Agriculture : les céréaliers peuvent-ils se passer des pesticides ?

Publié le Mis à jour le
Écrit par avec AFP

Pour la première fois depuis 2008, les ventes de pesticides ont reculé en France en 2015. Mais, agriculteurs et coopératives sont attendus au tournant, car cette première baisse est essentiellement le fait des jardineries. 

Pourquoi la disparition des pesticides n’est pas pour demain ?

Cette "inversion de la courbe", -2,7% (-14% en zones non-agricoles) a été annoncée fièrement fin janvier par le ministre de l'Agriculture Stéphane Le Foll, qui a fait de l'agroécologie son cheval de bataille. Mais, cette baisse ne garantit pas forcément l'atteinte des objectifs fixés par les autorités : -25% en 2020, -50% à l'horizon 2025.

"C'est une bonne nouvelle", salue Benoît Lavier, cultivateur en Côte-d'Or et président de l'Association pour la promotion d'une agriculture durable (Apad) : "il faut amplifier le mouvement, mais c'est compliqué", admet-il. "Ces changements impliquent une remise en cause profonde des systèmes de production agricole", explique-t-il.

L’agriculteur bourguignon a fait le choix de la conservation des sols, des pratiques qui permettent de lutter contre l'érosion des sols et d'améliorer naturellement leur fertilité, notamment en évitant d'avoir recours au labour.
Un choix qu'ont déjà fait des centaines de céréaliers, dont certains font partie d'un réseau d'exploitations pionnières, les fermes Dephy.


Quels sont les arguments des pro-pesticides ?

"Chez les céréaliers, il y a longtemps qu'on réfléchit à en mettre le moins possible", indique Rémi Haquin, agriculteur dans l'Oise et président du conseil spécialisé de la filière céréalière de FranceAgriMer, car "les produits phytosanitaires, ça coûte cher".

Rémi Haquin pointe toutefois un "effet pervers" du plan gouvernemental Ecophyto : "en diminuant le nombre de solutions possibles pour lutter contre les bio-agresseurs, vous augmentez le risque d'apparition de résistances" des mauvaises herbes face aux produits.

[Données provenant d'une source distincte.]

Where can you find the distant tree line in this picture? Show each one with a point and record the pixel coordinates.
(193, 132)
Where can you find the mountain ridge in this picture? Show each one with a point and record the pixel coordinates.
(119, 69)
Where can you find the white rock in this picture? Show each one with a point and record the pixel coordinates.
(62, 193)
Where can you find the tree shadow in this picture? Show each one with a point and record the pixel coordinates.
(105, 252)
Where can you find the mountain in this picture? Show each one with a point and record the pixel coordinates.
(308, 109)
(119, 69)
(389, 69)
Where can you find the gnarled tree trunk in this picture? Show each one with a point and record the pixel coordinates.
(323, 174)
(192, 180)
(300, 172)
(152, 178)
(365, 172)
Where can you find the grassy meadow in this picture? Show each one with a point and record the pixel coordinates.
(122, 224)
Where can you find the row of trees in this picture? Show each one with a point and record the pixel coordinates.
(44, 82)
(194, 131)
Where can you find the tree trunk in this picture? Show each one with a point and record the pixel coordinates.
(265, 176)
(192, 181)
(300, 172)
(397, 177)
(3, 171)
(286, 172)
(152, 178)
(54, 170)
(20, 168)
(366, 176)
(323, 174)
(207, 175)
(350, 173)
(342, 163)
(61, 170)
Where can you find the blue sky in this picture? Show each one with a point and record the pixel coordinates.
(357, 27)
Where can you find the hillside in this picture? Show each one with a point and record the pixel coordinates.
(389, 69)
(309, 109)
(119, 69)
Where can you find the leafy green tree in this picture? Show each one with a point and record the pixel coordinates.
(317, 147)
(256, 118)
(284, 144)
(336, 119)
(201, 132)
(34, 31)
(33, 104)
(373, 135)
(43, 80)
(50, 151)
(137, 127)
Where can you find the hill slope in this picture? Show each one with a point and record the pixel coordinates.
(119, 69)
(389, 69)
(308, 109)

Mais les herbes folles ne sont pas les seuls ennemis des cultivateurs : "on a connu une année plutôt chargée en pression des maladies", indique ainsi Jean-Paul Bordes, directeur de la recherche et développement à l'institut du végétal Arvalis. Il évoque de fortes attaques de jaunisse nanisante de l'orge (JNO), une maladie transmise par les pucerons qui attaque les cultures comme le blé et l'orge.


Peut-on se passer totalement des pesticides ?

"On ne pourra probablement pas complètement s'en passer", dit le Côte-d'Orien Benoît Lavier à propos des pesticides : "ces produits-là ont notamment été mis au point pour tenir compte du fait que la nature n'est pas que bonne, qu'il y a effectivement des ravageurs et qu'il faut savoir les maîtriser".

"On peut tout faire, on peut même faire zéro phyto, demain", estime, un brin provocateur un agriculteur lorrain, qui se dit "phytosceptique", avant d'ajouter : "sauf qu'il va falloir nous payer, parce que nous, on va perdre de l'argent, on va faire moins de volume".

"On n'est pas dans le gadget, parce que derrière tout ça il y a encore des besoins de formation et de sensibilisation, quand on voit les quantités utilisées par certains et par d'autres, il y a encore de la marge de progrès", nuance le président du conseil spécialisé de la filière céréalière de FranceAgriMer.


Quelles sont les conséquences des pesticides sur l'environnement ?

L'UFC Que Choisir a publié en janvier 2017 une carte interactive de la qualité de l'eau potable en France. Selon les calculs de l'association, 2,8 millions de Français consomment de l'eau polluée par des nitrates ou des pesticides.

C'est le cas notamment en Côte-d'Or, où de nombreux relevés et contrôles sont effectués chaque année en accord avec la Chambre d'agriculture. En cause, des herbicides et des engrais azotés qui contaminent les nappes phréatiques et par conséquent les sources de captage. Selon l'étude d'UFC Que Choisir, 22 communes de Côte-d'Or sont concernés par ce problème de pesticides et 26 par un problème de nitrates. L'association de consommateurs alerte les pouvoirs publics et réclame des mesures plus ambitieuses.